The Difference Between a Home Equity Line of Credit and an Equity Loan
Homeownership provides a potential source of borrowing power, as once you build up home equity, you can tap it as a source of funds when you need money.
The equity – the difference between your home’s fair market value and the balance on your mortgage – can offer some of the lowest-cost lending available, through either a home equity loan or a Home Equity Line of Credit (HELOC).
Home equity loans:
Simply put, it is a second mortgage that allows you to access real estate equity in one lump sum. After the loan closing, the lender either cuts a cheque for a lump sum or wires the funds to the borrower.
If you own a home worth $300,000 with a $200,000 balance on your first mortgage, for example, you would potentially be able to tap $100,000 in equity.
Some home equity loans allow you to borrow up to the full 100 percent of your available equity, while others cap the loan at 85 percent, 90 percent, or 95 percent. Home equity loans usually come with fixed interest rates.
Different from a home equity loan in that you can borrow only what you need now, but potentially take more later. The credit line is similar to the available credit on a credit card, where you pay interest only on the money you’re using. Your loan payments would be based on the outstanding balances from all your draws from that line.

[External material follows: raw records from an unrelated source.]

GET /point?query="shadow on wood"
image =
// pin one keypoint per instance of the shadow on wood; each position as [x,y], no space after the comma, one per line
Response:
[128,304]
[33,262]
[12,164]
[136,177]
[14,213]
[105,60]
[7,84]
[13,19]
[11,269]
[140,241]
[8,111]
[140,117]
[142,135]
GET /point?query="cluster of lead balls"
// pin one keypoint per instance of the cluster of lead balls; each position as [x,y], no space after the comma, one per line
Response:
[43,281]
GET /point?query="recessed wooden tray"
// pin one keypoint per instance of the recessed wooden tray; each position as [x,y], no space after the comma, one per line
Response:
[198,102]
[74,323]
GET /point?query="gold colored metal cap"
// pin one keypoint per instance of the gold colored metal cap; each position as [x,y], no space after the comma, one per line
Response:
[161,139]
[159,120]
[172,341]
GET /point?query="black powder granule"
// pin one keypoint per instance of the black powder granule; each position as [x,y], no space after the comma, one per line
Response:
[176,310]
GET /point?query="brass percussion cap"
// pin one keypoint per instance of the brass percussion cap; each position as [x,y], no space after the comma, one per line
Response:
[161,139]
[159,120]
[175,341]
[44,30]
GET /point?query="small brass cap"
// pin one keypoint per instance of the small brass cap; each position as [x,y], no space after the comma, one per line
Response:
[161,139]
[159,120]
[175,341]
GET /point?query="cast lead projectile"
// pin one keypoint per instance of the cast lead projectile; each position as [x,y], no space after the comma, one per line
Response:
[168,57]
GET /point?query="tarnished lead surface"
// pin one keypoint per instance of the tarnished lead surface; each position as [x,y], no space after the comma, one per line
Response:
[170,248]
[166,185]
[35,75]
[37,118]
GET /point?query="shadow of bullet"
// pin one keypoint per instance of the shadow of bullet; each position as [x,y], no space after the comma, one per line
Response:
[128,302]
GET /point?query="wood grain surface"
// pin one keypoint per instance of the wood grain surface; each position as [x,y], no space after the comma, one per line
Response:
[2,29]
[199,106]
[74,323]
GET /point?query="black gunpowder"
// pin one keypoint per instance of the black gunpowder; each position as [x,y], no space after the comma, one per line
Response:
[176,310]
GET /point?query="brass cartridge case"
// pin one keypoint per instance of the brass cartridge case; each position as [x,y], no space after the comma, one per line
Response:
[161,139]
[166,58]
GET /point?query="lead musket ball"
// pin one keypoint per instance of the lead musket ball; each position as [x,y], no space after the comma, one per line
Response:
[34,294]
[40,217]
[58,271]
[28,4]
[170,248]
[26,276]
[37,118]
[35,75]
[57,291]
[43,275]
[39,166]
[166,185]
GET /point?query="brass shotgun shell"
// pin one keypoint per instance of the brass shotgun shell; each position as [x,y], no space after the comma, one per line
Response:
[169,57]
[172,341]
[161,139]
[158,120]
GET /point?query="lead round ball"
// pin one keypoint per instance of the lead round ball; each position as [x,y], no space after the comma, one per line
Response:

Your lender will make the HELOC available to you under a “draw period” which will then be followed by a repayment period. You would not be allowed to take out more money from your HELOC during your repayment period. Unlike home equity loans, a HELOC is usually offered with a variable interest rate.
How to repay them:
With either option, your repayment can be amortized, meaning it is scheduled out over a period of time, with interest and principal included in your instalments. Under a ten-year amortized home equity loan for $100,000, your monthly payments would gradually take your balance down to zero. One variation to be aware of, is balloon payments – one large payoff amount that may be due at the end. Each borrowing method allows low-cost access to the value that you’ve built up in your home.